There is complicated highlighting in Intervals. Strong passages of orange mitigate the pinwheel of yellow rag-wipe, yet are cold, though orange, for they staunchly belong to another order of events. Indeed, all of the orange passages in this painting are time-based process painting, and each is neatly pegged as such. The orange passages belong to a non-optical phase of the painting. Yet the yellow rag-wipe shares the light of the orange ground and matches it in tone. Still there is a long pull between the two colors. It is a dazzlingly controlled and balanced act that manipulates time and process as it goes.




Night Yard
mixed media on paper, 11 x 11 in. 2009
Night Yard (2009) comes toward the end of the David Rich catalog. Again, only the barest amount of impressionism, the elemental reflection off the top of a roof. But the rest of the painting is disembodied metaphysics in a tar pit of negative space. A vacuum sweeps in around the rooftop. The land swells, the roof encapsulates, obtrudes into a polygon. A machined strip of blue zips down the right edge of the painting, against a fat blue brush-off along the top. Some lesser traces of darker blue modulate, and a welter of tarry black cancelation pounds into the canvas from all sides.

There is a crisp unraveling of light and layers on the left side of the painting, where another building is visible behind the rooftop. Here is revealed an editing process that slices like a letter-opener clear through the painting from the left edge. The glint of its blade is seen again on the right. Otherwise the painting is a vortex of negative space, a discourse of anti-matter, all of it wiped out in black perfunctory strokes, cutting few corners. What remains is what is arguable, what cannot be argued is passed over in silence.
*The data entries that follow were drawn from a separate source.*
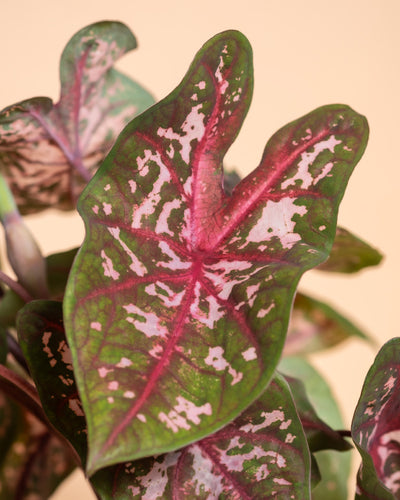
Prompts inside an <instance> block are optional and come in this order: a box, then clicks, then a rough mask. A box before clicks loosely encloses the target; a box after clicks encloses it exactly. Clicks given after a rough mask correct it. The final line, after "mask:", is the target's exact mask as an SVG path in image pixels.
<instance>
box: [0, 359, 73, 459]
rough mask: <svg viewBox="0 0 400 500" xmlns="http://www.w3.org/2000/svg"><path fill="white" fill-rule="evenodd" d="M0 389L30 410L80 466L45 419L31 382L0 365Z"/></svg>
mask: <svg viewBox="0 0 400 500" xmlns="http://www.w3.org/2000/svg"><path fill="white" fill-rule="evenodd" d="M0 390H2V391H3V392H4V393H5V394H7V395H8V396H9V397H10V398H12V399H14V400H15V401H16V402H17V403H19V404H20V405H22V406H23V407H24V408H26V409H27V410H28V411H30V412H31V413H32V415H34V416H35V417H36V418H37V419H38V420H39V421H40V422H41V423H42V424H43V425H44V426H45V427H46V428H47V429H49V430H50V432H52V433H53V434H55V435H56V436H57V437H58V438H59V439H60V440H61V442H62V443H63V444H64V445H65V446H66V447H67V448H68V450H69V451H70V452H71V453H72V455H73V457H74V459H75V461H76V463H77V464H78V466H79V467H81V468H82V461H81V459H80V457H79V455H78V453H77V452H76V450H75V448H74V447H73V446H72V444H71V443H70V442H69V441H68V439H67V438H66V437H65V436H64V435H63V434H61V432H59V431H58V430H57V429H56V428H55V427H53V426H52V425H51V423H50V422H49V420H48V419H47V416H46V414H45V412H44V410H43V407H42V404H41V401H40V398H39V394H38V392H37V390H36V388H35V387H34V386H33V385H32V384H30V383H29V382H28V381H27V380H25V379H24V378H22V377H21V376H20V375H18V374H17V373H15V372H14V371H12V370H10V369H9V368H7V367H6V366H4V365H0Z"/></svg>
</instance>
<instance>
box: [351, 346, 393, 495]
mask: <svg viewBox="0 0 400 500" xmlns="http://www.w3.org/2000/svg"><path fill="white" fill-rule="evenodd" d="M399 406H400V339H399V338H395V339H392V340H390V341H389V342H387V343H386V344H385V345H384V346H383V347H382V349H381V350H380V351H379V353H378V355H377V356H376V359H375V361H374V364H373V365H372V366H371V368H370V370H369V371H368V374H367V376H366V379H365V382H364V386H363V389H362V391H361V396H360V400H359V402H358V404H357V408H356V411H355V413H354V418H353V423H352V436H353V439H354V442H355V444H356V445H357V448H358V450H359V452H360V454H361V458H362V464H361V467H360V469H359V472H358V476H357V490H356V498H359V499H367V498H368V499H378V498H379V499H383V500H386V499H394V498H399V496H400V444H399V442H400V440H399V435H400V413H399Z"/></svg>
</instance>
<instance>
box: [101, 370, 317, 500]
mask: <svg viewBox="0 0 400 500" xmlns="http://www.w3.org/2000/svg"><path fill="white" fill-rule="evenodd" d="M111 471H112V474H111ZM102 476H103V481H104V480H107V481H106V482H104V484H103V485H102V484H101V477H102ZM95 477H96V480H97V482H98V483H99V488H98V490H97V492H98V493H99V494H100V497H101V498H102V499H103V500H105V499H107V500H108V499H111V498H125V497H124V494H125V492H127V491H129V495H130V496H129V498H133V499H138V500H139V499H147V498H148V499H155V498H163V499H165V500H172V499H179V500H184V499H193V498H196V499H211V498H224V499H226V500H237V499H239V498H240V499H241V500H245V499H248V500H250V499H252V500H258V499H259V500H261V499H265V498H282V499H283V498H285V499H299V498H309V497H310V456H309V451H308V447H307V443H306V439H305V436H304V432H303V429H302V426H301V423H300V421H299V418H298V416H297V413H296V409H295V407H294V404H293V401H292V398H291V394H290V390H289V388H288V386H287V384H286V383H285V381H284V379H283V378H281V377H279V376H276V377H275V378H274V379H273V380H272V382H271V384H270V385H269V387H268V389H267V390H266V391H265V393H264V394H263V395H262V396H261V397H260V398H259V399H258V400H257V401H256V402H255V403H253V404H252V405H251V406H250V408H248V409H247V410H246V411H245V412H244V413H243V414H242V415H241V416H240V417H238V418H237V419H236V420H235V421H234V422H233V423H231V424H230V425H228V426H227V427H225V428H224V429H222V430H220V431H219V432H217V433H216V434H214V435H212V436H210V437H208V438H205V439H203V440H201V441H198V442H197V443H193V444H191V445H189V446H187V447H186V448H184V449H181V450H177V451H175V452H170V453H167V454H165V455H161V456H158V457H156V458H144V459H141V460H138V461H136V462H132V463H127V464H124V465H123V466H121V467H120V468H119V470H118V468H117V467H113V468H112V469H106V470H105V471H100V472H98V473H97V474H96V476H95ZM110 484H114V490H113V492H112V495H111V494H110V489H109V488H108V489H107V488H105V487H104V486H105V485H110Z"/></svg>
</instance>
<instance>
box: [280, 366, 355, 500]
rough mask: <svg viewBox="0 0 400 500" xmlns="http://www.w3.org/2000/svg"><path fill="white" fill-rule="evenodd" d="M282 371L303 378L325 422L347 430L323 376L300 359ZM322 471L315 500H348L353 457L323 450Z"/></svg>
mask: <svg viewBox="0 0 400 500" xmlns="http://www.w3.org/2000/svg"><path fill="white" fill-rule="evenodd" d="M279 371H281V372H282V373H284V374H285V376H286V375H290V376H292V377H296V378H299V379H300V380H302V382H303V383H304V385H305V387H306V392H307V395H308V397H309V399H310V402H311V404H312V406H313V407H314V409H315V411H316V413H317V415H318V416H319V418H320V419H321V420H323V421H324V422H326V423H327V424H328V425H329V426H330V427H332V428H333V429H343V427H344V425H343V420H342V417H341V414H340V411H339V408H338V405H337V403H336V401H335V398H334V396H333V394H332V392H331V389H330V387H329V386H328V385H327V383H326V382H325V381H324V379H323V378H322V377H321V375H320V374H319V373H318V372H317V371H316V370H315V369H314V368H313V367H312V366H311V365H310V364H309V363H308V362H307V361H306V360H305V359H302V358H297V357H286V358H283V359H282V360H281V362H280V364H279ZM314 457H315V459H316V462H317V464H318V468H319V470H320V475H321V481H320V482H319V483H318V484H317V485H316V487H315V488H313V491H312V498H313V500H339V499H340V500H342V499H343V500H345V499H347V498H348V496H347V482H348V479H349V476H350V464H351V455H350V453H341V452H338V451H335V450H322V451H318V452H317V453H314Z"/></svg>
David Rich’s paintings are circumspect and sure of aim. To my mind they account for a great deal of what defines a work of art, the visible as well as the process and what is suggested but not seen — the support, the intention, the act, the why, the gestures and their cancelations. It is not much more complicated than that. But it is an intellectual exercise at which David Rich is uncompromising. Things will be sorted out, come hell or high water, on his watch, is the message you get from this work.